Olimpia, según supimos, era parte del coro de su colegio. Nunca la vimos en ninguna presentación, pero por las mañanas nos enloquecía con su voz de claridades, sus modos sensuales de pronunciar las palabras, de silabear, de hacer, por ejemplo, que un canon elemental como el de fray Santiago, nos sonara mejor que la música de la nueva ola que escuchábamos en la radio. Cuando había manera, la veíamos irse hacia su colegio, con su uniforme azul oscuro, blusa blanca y zapatos negros, brillantes. Perdía, me parece ya a la distancia, un poco de su sensualidad, que se enaltecía cuando, ya lo dije, los fines de semana se ponía minifalda, blusas ceñidas y caminaba por el barrio rumbo a quién sabe dónde. Se sentía observada, y, es lo más probable, deseada. “Adiós, preciosa”, era lo único que se nos ocurría decirle al verla pasar. “Olimpia de los dioses”, también se escuchó decir.
Me parece ahora que ella, tan dulce en su voz y angelical en su cuerpo, nos alteró los sentidos, nos hizo vibrar en lo más íntimo y sentir otras cosas que eran parte de un descubrimiento. No sé si por ella haya sido que, después, nos gustó saber de Palestrina y perdernos en las polifonías de cielo y tierra de Bach. También pudo ser, de otro modo, el influjo de mamá con sus canciones a veces tristes, el que nos dispuso, sobre todo en mi caso, a lagrimear con un conjunto de voces que interpretaban, no sé con arreglos de quién, una pieza sobre lejanas golondrinas y otra acerca de un corazón ingrato.
Olimpia fue, en aquella casa, en aquel barrio, una especie de revelación, un mundo por explorar. Una mañana, en la que los cuatro nos habíamos puesto de acuerdo para una atrevida escalada, elegimos al menor, Richard, para que subiera al muro y con una vara y un anzuelo nos pescara los calzoncitos de la inquietante vecina. Ya que no era posible el apasionante “gateo”, entonces nos contentaríamos con tener una prenda íntima de la muchacha que, cuando la escuchábamos, nos hacía soñar en cielos inexistentes y paraísos perdidos. Armamos el tinglado, con teatralidad clandestina.

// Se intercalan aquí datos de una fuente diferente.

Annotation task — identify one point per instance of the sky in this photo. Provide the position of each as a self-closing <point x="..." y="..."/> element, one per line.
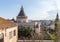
<point x="34" y="9"/>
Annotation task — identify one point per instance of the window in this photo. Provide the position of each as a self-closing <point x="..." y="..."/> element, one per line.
<point x="14" y="32"/>
<point x="10" y="35"/>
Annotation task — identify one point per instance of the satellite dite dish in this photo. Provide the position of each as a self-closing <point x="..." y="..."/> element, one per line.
<point x="1" y="35"/>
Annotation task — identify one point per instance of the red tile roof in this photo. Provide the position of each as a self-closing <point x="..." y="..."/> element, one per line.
<point x="4" y="23"/>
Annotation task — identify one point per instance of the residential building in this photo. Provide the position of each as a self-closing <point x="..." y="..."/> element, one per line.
<point x="22" y="20"/>
<point x="8" y="31"/>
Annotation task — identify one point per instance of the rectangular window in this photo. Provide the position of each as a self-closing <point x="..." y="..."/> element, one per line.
<point x="10" y="35"/>
<point x="14" y="32"/>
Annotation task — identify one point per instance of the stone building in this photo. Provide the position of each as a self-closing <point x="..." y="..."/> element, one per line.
<point x="22" y="20"/>
<point x="8" y="31"/>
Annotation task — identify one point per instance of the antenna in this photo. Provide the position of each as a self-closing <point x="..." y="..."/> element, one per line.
<point x="56" y="7"/>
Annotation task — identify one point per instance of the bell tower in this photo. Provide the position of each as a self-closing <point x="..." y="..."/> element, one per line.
<point x="22" y="18"/>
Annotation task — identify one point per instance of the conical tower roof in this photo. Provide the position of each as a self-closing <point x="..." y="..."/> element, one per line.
<point x="22" y="13"/>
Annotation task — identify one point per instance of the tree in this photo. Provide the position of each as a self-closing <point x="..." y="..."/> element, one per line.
<point x="25" y="33"/>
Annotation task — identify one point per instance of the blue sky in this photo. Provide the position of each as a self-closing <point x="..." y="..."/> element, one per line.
<point x="34" y="9"/>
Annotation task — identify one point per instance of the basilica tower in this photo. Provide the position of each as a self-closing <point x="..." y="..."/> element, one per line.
<point x="22" y="18"/>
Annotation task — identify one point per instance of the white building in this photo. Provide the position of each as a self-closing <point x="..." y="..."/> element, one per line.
<point x="22" y="20"/>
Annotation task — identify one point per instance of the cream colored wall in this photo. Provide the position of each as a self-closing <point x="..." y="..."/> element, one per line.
<point x="22" y="20"/>
<point x="6" y="37"/>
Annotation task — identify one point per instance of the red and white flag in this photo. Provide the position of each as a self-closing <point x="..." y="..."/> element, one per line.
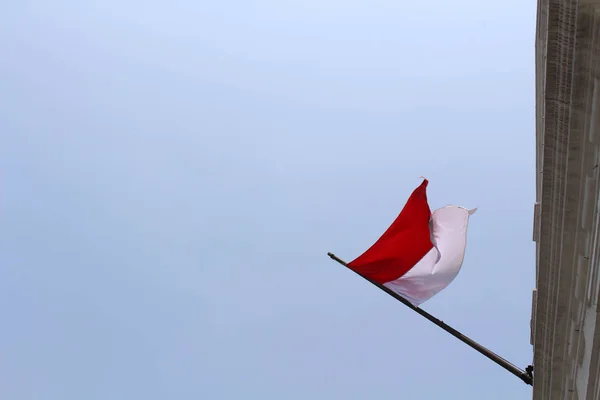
<point x="421" y="252"/>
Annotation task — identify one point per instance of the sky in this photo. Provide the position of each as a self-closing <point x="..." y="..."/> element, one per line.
<point x="172" y="175"/>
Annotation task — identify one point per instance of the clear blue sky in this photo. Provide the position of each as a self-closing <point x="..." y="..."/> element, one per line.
<point x="172" y="175"/>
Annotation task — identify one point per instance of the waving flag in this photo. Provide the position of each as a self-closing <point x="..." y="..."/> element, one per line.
<point x="421" y="252"/>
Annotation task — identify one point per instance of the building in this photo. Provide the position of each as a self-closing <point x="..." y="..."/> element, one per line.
<point x="565" y="322"/>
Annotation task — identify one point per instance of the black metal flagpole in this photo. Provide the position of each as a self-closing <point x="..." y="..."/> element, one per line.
<point x="526" y="376"/>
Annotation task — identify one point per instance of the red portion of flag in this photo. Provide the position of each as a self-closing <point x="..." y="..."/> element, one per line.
<point x="402" y="245"/>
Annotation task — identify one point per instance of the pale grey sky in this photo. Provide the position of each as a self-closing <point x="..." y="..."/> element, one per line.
<point x="173" y="174"/>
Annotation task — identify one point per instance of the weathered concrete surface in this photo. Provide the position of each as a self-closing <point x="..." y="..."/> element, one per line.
<point x="566" y="229"/>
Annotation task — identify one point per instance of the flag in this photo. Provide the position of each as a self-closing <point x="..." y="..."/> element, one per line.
<point x="421" y="253"/>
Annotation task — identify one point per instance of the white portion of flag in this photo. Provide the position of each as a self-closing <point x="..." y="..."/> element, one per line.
<point x="438" y="268"/>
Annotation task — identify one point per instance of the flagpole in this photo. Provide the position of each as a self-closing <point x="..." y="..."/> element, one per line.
<point x="525" y="376"/>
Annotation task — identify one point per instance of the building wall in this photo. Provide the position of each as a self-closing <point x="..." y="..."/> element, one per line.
<point x="565" y="327"/>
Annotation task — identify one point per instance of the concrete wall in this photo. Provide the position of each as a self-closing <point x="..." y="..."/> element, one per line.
<point x="565" y="327"/>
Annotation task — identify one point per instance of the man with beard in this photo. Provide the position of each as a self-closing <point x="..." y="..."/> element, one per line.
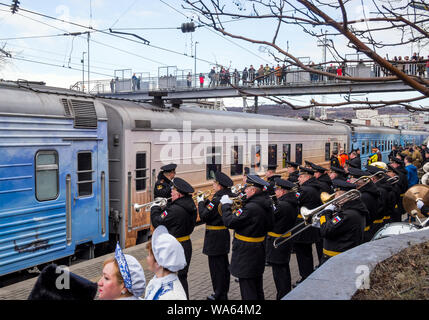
<point x="342" y="224"/>
<point x="292" y="169"/>
<point x="323" y="178"/>
<point x="309" y="197"/>
<point x="251" y="224"/>
<point x="217" y="238"/>
<point x="179" y="217"/>
<point x="370" y="197"/>
<point x="285" y="214"/>
<point x="163" y="183"/>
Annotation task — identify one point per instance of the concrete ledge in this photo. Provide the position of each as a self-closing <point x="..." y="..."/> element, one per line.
<point x="340" y="277"/>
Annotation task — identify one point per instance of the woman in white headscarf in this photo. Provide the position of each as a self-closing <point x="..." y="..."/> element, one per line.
<point x="166" y="257"/>
<point x="123" y="278"/>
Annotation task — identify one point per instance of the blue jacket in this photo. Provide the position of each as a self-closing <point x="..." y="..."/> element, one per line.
<point x="412" y="175"/>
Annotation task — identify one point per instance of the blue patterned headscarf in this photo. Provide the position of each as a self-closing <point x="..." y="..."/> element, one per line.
<point x="123" y="267"/>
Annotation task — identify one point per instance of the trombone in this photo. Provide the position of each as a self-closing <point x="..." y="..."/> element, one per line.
<point x="158" y="201"/>
<point x="205" y="194"/>
<point x="315" y="215"/>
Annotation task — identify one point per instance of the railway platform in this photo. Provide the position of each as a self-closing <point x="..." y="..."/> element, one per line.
<point x="198" y="277"/>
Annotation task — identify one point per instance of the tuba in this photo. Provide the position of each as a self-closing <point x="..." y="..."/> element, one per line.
<point x="418" y="191"/>
<point x="205" y="194"/>
<point x="313" y="216"/>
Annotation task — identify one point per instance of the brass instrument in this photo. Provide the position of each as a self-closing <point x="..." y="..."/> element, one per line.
<point x="315" y="214"/>
<point x="237" y="188"/>
<point x="418" y="191"/>
<point x="237" y="203"/>
<point x="325" y="197"/>
<point x="158" y="201"/>
<point x="393" y="180"/>
<point x="205" y="194"/>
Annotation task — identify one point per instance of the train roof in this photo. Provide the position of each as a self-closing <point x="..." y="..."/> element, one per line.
<point x="36" y="99"/>
<point x="173" y="118"/>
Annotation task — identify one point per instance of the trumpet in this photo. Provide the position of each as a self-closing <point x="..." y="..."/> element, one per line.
<point x="315" y="214"/>
<point x="237" y="203"/>
<point x="205" y="194"/>
<point x="158" y="201"/>
<point x="237" y="188"/>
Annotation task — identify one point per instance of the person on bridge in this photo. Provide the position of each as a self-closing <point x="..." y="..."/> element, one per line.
<point x="217" y="237"/>
<point x="251" y="223"/>
<point x="179" y="217"/>
<point x="165" y="257"/>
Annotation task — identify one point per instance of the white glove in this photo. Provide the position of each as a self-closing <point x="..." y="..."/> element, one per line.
<point x="330" y="207"/>
<point x="225" y="199"/>
<point x="200" y="198"/>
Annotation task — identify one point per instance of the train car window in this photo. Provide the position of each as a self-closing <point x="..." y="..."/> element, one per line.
<point x="272" y="154"/>
<point x="286" y="154"/>
<point x="298" y="153"/>
<point x="141" y="171"/>
<point x="256" y="157"/>
<point x="237" y="160"/>
<point x="214" y="160"/>
<point x="84" y="173"/>
<point x="327" y="151"/>
<point x="47" y="185"/>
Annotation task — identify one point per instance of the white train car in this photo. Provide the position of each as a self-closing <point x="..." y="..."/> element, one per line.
<point x="143" y="137"/>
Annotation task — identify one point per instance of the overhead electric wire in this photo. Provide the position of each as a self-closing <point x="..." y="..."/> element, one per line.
<point x="108" y="33"/>
<point x="59" y="66"/>
<point x="222" y="36"/>
<point x="92" y="40"/>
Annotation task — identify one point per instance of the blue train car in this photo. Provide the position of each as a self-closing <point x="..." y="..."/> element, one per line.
<point x="53" y="175"/>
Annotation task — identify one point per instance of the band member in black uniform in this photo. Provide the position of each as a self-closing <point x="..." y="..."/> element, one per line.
<point x="285" y="215"/>
<point x="270" y="177"/>
<point x="354" y="161"/>
<point x="399" y="165"/>
<point x="396" y="215"/>
<point x="163" y="183"/>
<point x="424" y="209"/>
<point x="387" y="197"/>
<point x="293" y="171"/>
<point x="179" y="217"/>
<point x="251" y="224"/>
<point x="323" y="178"/>
<point x="309" y="197"/>
<point x="337" y="173"/>
<point x="342" y="226"/>
<point x="370" y="197"/>
<point x="217" y="238"/>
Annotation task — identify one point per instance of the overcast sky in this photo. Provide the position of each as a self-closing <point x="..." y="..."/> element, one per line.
<point x="108" y="53"/>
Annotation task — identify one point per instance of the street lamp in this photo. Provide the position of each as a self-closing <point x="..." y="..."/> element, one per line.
<point x="195" y="63"/>
<point x="83" y="70"/>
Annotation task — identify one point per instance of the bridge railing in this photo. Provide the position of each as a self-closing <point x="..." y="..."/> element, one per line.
<point x="287" y="77"/>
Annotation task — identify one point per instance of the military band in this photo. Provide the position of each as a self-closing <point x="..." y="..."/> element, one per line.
<point x="264" y="211"/>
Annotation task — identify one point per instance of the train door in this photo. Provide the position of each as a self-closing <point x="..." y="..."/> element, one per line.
<point x="139" y="191"/>
<point x="83" y="191"/>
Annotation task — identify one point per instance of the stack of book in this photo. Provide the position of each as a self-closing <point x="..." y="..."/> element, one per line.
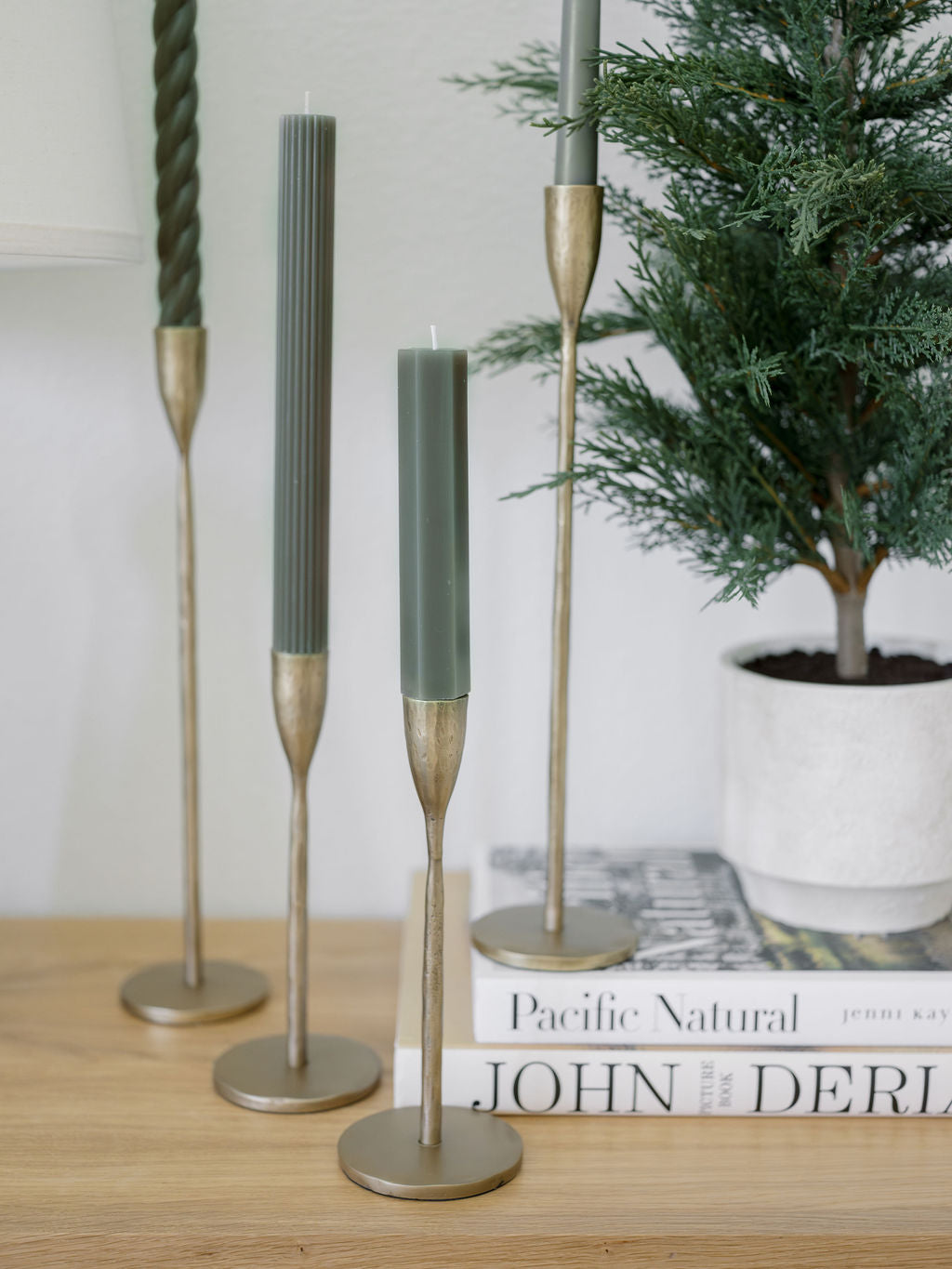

Y mientras ella, regada por el agua fresca, cantaba ya no recuerdo qué pieza de repertorio, Richard, con su vara de pesca milagrosa atrapó en efecto una prenda, y cuando ya estaba a punto de declarar la victoria y quedar como un héroe de familia, trastabilló, la cuerda y la caña con un cielo a contraluz se elevaron con el tesoro encontrado y el muchacho perdió el equilibrio, y mientras él caía, se perfiló sobre el patio, en volandas, el calzoncito brillante, áureo, que iba surcando el pedacito de cielo y se perdía en el solar de la otra casa ante el estupor de todos. Al otro lado, la voz de Olimpia siguió cantando.